In 1990, Wang participated in the establishment of Hainan Airlines, based in Hainan province, and became the new company's chief executive. Together with partner Chen Feng, Wang also founded the conglomerate HNA Group, which grew to become the world's 170th largest company according to Fortune Global 500, with total revenue of US$53 billion in 2017.

Chen acted as the public face of the company, while Wang was a hands-on manager with a lower public profile. Both men were instrumental in HNA's phenomenal transformation from a small airline to a global conglomerate with assets worth US$230 billion, including major stakes in Hilton Hotels & Resorts, Deutsche Bank, NH Hotel Group, and ownership of Ingram Micro. However, HNA's acquisition spree was substantially funded by debt, which had reached US$90 billion in 2018, and it was working to sell billions of dollars of assets to reduce its debt load at the time of Wang's accidental death.

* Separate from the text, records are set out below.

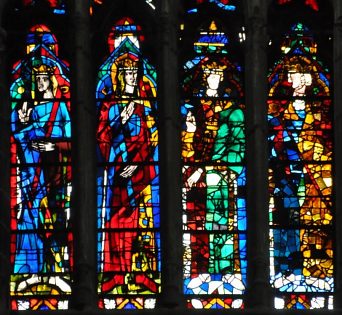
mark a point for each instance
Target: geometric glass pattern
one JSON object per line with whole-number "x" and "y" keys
{"x": 300, "y": 175}
{"x": 214, "y": 177}
{"x": 310, "y": 3}
{"x": 58, "y": 6}
{"x": 128, "y": 174}
{"x": 41, "y": 241}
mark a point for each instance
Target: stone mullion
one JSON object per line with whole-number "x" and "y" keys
{"x": 84, "y": 204}
{"x": 258, "y": 284}
{"x": 170, "y": 163}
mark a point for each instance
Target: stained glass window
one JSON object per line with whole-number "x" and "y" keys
{"x": 213, "y": 193}
{"x": 128, "y": 174}
{"x": 311, "y": 3}
{"x": 300, "y": 175}
{"x": 41, "y": 241}
{"x": 96, "y": 3}
{"x": 58, "y": 6}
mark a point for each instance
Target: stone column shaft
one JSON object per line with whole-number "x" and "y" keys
{"x": 170, "y": 157}
{"x": 258, "y": 287}
{"x": 84, "y": 209}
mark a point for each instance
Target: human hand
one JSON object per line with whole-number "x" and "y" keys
{"x": 43, "y": 146}
{"x": 127, "y": 112}
{"x": 24, "y": 113}
{"x": 194, "y": 177}
{"x": 190, "y": 122}
{"x": 128, "y": 171}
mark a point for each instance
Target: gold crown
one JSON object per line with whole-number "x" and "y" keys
{"x": 128, "y": 63}
{"x": 213, "y": 65}
{"x": 43, "y": 69}
{"x": 298, "y": 68}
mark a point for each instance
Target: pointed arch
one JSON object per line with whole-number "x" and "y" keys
{"x": 301, "y": 149}
{"x": 41, "y": 240}
{"x": 213, "y": 155}
{"x": 128, "y": 173}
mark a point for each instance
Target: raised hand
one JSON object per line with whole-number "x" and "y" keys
{"x": 42, "y": 146}
{"x": 127, "y": 112}
{"x": 24, "y": 113}
{"x": 128, "y": 171}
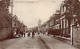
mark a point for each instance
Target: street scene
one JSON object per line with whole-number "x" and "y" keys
{"x": 39, "y": 24}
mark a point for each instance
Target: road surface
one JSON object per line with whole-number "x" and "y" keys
{"x": 38, "y": 42}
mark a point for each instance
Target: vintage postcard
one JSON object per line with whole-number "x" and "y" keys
{"x": 39, "y": 24}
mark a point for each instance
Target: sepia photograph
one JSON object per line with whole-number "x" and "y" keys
{"x": 39, "y": 24}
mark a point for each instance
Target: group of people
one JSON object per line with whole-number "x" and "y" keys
{"x": 33, "y": 33}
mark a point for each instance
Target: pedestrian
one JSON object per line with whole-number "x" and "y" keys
{"x": 33, "y": 34}
{"x": 28, "y": 34}
{"x": 24, "y": 34}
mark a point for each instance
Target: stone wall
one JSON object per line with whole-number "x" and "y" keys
{"x": 76, "y": 36}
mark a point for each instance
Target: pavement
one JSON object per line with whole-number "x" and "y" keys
{"x": 38, "y": 42}
{"x": 53, "y": 43}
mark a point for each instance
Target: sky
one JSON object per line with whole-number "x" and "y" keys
{"x": 30, "y": 11}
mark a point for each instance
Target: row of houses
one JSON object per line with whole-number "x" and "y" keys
{"x": 8, "y": 23}
{"x": 63, "y": 19}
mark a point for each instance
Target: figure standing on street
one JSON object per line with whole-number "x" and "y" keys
{"x": 33, "y": 34}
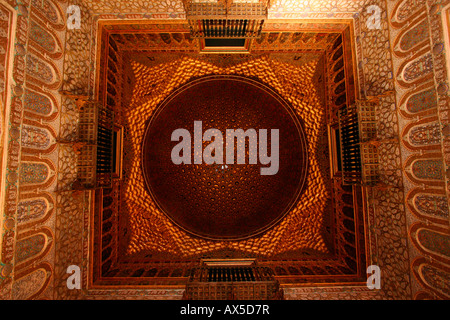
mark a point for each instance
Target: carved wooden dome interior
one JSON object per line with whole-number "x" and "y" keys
{"x": 371, "y": 100}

Wang and Chen were the largest individual shareholders of HNA, with each owning about 15% of the company as of 2017, making them two of the richest people in China. In addition to his responsibilities at HNA, Wang also taught as a part-time professor at his alma mater, Civil Aviation University of China.

== Family ==
Wang had a younger brother, Wang Wei, who has played a key behind-the-scenes role at HNA Group.

== Death ==
In July 2018, Wang made a business trip in France. On 3 July, he took a sightseeing detour with his colleagues in Bonnieux, a hilltop village in the region of Provence. He climbed onto a low wall above a cliff to have his picture taken, but lost his balance and fell backward, landing on rocks about 15 m below. He was pronounced dead a few hours later.

In January 2019, the French newspaper Libération published an investigative report citing eyewitness accounts that contradicted the findings of the police investigation. One witness, a local street cleaner, claimed that Wang had jumped rather than fallen, suggesting a suicide. But French police denied these claims.

Wang's death was a blow to HNA, which was in the midst of selling its foreign assets to reduce its debt load, and the prices of the company's dollar bonds fell after his death was confirmed. Hainan Airlines along with other airlines from HNA Group changed its website to a gray color scheme to honour his death.